The uppermost 27 m of the Shattuck Member of the Queen Formation (Middle Guadalupian) and the lower 156 m of the overlying Seven Rivers Formation (Late Guadalupian) represent portions of two depositional sequences (Fig. 1). A subaerial sabkha surface near the top of the Shattuck Member is interpreted to be a sequence boundary and separates the two sequences. This disconformity is widespread over the Permian Basin, correlates with a toplap surface at the Goat Seep platform margin, and suggests a major sea-level drop at the end of Goat Seep deposition. Deposition of the basin-restricted Manzanita Member of the Cherry Canyon Formation is interpreted to have occurred during this lowstand in sea level. The immediately overlying 7 to 11 m of the topmost Shattuck contains fossilized and dolomitized Permian soil caliche (dolocalcrete). The dolocalcrete occurs in a repeated series of soil profiles overlain by evaporite solution residues. These dolocalcrete cycles are interpreted to have been deposited during a time of slowly rising sea level toward the end of the Manzanita lowstand and just prior to deposition of the Capitan Reef Complex (Sarg, 1985).

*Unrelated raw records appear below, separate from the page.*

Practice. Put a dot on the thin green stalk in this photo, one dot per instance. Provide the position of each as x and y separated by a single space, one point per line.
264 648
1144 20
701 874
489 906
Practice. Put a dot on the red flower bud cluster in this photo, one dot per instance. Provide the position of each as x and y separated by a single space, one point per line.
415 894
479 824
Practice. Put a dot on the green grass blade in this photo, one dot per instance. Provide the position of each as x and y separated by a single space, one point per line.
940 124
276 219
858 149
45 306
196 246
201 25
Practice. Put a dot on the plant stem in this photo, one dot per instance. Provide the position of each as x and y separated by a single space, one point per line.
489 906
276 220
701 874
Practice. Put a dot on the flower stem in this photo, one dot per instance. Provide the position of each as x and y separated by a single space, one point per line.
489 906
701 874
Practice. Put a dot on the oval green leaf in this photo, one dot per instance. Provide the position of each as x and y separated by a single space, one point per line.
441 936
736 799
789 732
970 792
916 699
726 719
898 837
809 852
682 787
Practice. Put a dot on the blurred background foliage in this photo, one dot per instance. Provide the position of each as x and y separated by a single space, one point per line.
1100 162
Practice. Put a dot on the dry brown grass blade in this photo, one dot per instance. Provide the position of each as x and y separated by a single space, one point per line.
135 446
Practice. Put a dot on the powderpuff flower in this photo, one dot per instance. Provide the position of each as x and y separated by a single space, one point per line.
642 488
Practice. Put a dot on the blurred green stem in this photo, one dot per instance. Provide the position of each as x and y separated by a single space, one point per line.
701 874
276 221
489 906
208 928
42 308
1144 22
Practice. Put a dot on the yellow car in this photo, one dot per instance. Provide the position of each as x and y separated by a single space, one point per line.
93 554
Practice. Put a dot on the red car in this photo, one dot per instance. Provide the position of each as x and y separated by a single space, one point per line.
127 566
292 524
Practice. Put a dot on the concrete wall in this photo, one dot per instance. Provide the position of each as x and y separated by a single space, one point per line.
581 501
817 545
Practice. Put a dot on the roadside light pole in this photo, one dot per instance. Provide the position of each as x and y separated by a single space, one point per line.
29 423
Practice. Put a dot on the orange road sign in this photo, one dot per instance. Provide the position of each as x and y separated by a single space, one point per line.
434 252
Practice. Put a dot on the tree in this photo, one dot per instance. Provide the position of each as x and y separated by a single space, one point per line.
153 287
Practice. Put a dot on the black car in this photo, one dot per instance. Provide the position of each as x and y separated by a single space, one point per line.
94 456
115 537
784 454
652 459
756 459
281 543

The dolocalcretes consist of nodular, massive, and mottled textures containing clotted and fractured micrite, microspar, equant spar-filled solution channels, coated fractures, and pisolites similar to modern caliche fabrics. Profiles are thin (approximately 0.5 m) and incomplete, and record short-lived soil-forming conditions with little external addition of CaCO3. The upper surfaces of the dolocalcretes are hard and undulatory, and erosional in part. The overlying evaporite solution residues are composed of interbedded green/red clayey siltstone and thin, discontinuous zones of red calcitic dolomite. The dolomite consists of small angular clasts of microcrystalline dolomite in a coarsely crystalline calcite matrix. Overlying dolomite beds are commonly brecciated (Sarg, 1977, 1985).